Anayasa Mahkemesi, yürütmenin ekonomi üzerindeki yetki alanını yeniden tanımlayan emsal niteliğinde bir karara imza attı. Yüksek Mahkeme, 1930 tarihli 1567 sayılı "Türk Parasının Kıymetini Koruma Hakkında Kanun"un 1. maddesini, Cumhurbaşkanı'na verdiği geniş yetkiler nedeniyle Anayasa'ya aykırı bularak iptal etti. İptal edilen hüküm, Cumhurbaşkanı'na; döviz, banknot, hisse senedi, tahvil gibi sermaye piyasası araçları ile kıymetli maden ve taşların alım satımını, ülkeye giriş ve çıkışını düzenleme, sınırlama ve Türk Lirası'nın değerini korumak adına her türlü kararı alma yetkisi tanıyordu. AYM, Resmi Gazete'de yayımlanan kararında, bu kadar geniş bir yetkinin temel ilkeleri ve sınırları kanunla belirlenmeden doğrudan yürütmeye verilmesinin, Anayasa'nın kuvvetler ayrılığı ilkesini ihlal ettiğini vurguladı.
İptal kararına giden süreç
Hukuki süreç, bir kıymetli madenler aracı kuruluşunun faaliyet izninin iptal edilmesi üzerine Danıştay'da açtığı bir dava ile başladı. Davaya bakan Danıştay 13. Dairesi, idari işlemin dayanağı olan yönetmeliğin, yönetmeliğin de temelini oluşturan 1567 sayılı Kanun'un ilgili maddesinin Anayasa'ya aykırılık taşıdığı sonucuna vardı. Danıştay, temel hak ve özgürlükleri doğrudan etkileyen böylesine önemli bir alanda, çerçevesi belirsiz bir yetkinin Cumhurbaşkanı'na devredilmesinin hukuka aykırı olduğunu belirterek, konuyu somut norm denetimi için Anayasa Mahkemesi'ne taşıdı.

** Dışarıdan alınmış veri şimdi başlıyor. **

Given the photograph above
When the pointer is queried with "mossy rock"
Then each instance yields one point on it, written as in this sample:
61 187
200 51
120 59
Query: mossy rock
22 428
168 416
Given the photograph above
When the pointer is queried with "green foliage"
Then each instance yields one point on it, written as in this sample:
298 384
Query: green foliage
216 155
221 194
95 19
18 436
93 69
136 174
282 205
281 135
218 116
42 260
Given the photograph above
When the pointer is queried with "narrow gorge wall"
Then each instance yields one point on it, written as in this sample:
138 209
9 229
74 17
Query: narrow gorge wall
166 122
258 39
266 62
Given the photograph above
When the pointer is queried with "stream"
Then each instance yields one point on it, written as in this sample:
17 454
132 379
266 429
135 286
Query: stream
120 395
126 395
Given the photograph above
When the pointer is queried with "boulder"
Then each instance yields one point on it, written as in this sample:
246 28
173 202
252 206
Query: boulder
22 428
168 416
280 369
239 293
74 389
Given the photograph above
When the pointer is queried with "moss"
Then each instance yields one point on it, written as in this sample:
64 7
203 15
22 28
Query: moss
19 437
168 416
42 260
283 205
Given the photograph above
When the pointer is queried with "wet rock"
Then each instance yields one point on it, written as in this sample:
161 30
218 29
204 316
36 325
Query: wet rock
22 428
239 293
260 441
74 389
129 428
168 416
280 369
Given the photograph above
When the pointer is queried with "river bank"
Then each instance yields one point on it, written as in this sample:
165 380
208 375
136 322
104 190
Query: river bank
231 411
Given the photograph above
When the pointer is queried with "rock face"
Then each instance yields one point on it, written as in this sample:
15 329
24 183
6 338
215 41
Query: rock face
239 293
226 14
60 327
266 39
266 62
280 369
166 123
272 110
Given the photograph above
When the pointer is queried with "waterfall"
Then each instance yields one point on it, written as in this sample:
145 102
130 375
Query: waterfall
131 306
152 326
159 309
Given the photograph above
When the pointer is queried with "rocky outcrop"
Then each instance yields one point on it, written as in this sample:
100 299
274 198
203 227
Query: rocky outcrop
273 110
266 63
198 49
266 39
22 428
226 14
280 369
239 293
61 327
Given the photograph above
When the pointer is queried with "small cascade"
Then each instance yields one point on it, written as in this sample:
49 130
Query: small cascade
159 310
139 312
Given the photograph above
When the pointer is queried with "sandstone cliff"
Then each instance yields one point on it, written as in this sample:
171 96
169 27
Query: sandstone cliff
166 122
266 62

Gerekçe: Temel haklar kanunla sınırlanır
AYM, yaptığı değerlendirmede Danıştay'ın itirazını yerinde bularak iptal kararı verdi. Yüksek Mahkeme'nin gerekçesinde, iptal edilen kuralın kişilerin mülkiyet hakkı, sözleşme özgürlüğü ve teşebbüs özgürlüğü gibi temel anayasal haklarıyla doğrudan ilgili olduğuna dikkat çekildi. Kararda, Anayasa'nın 13. maddesinin "Temel hak ve hürriyetler, ancak kanunla sınırlanabilir" hükmü hatırlatılarak, ekonomik faaliyetlerin önemli bir kısmını etkileyen bu tür kararların, temel ilkeleri ve sınırları bir kanunla çizilmeden, sadece yürütmenin takdirine bırakılamayacağı belirtildi.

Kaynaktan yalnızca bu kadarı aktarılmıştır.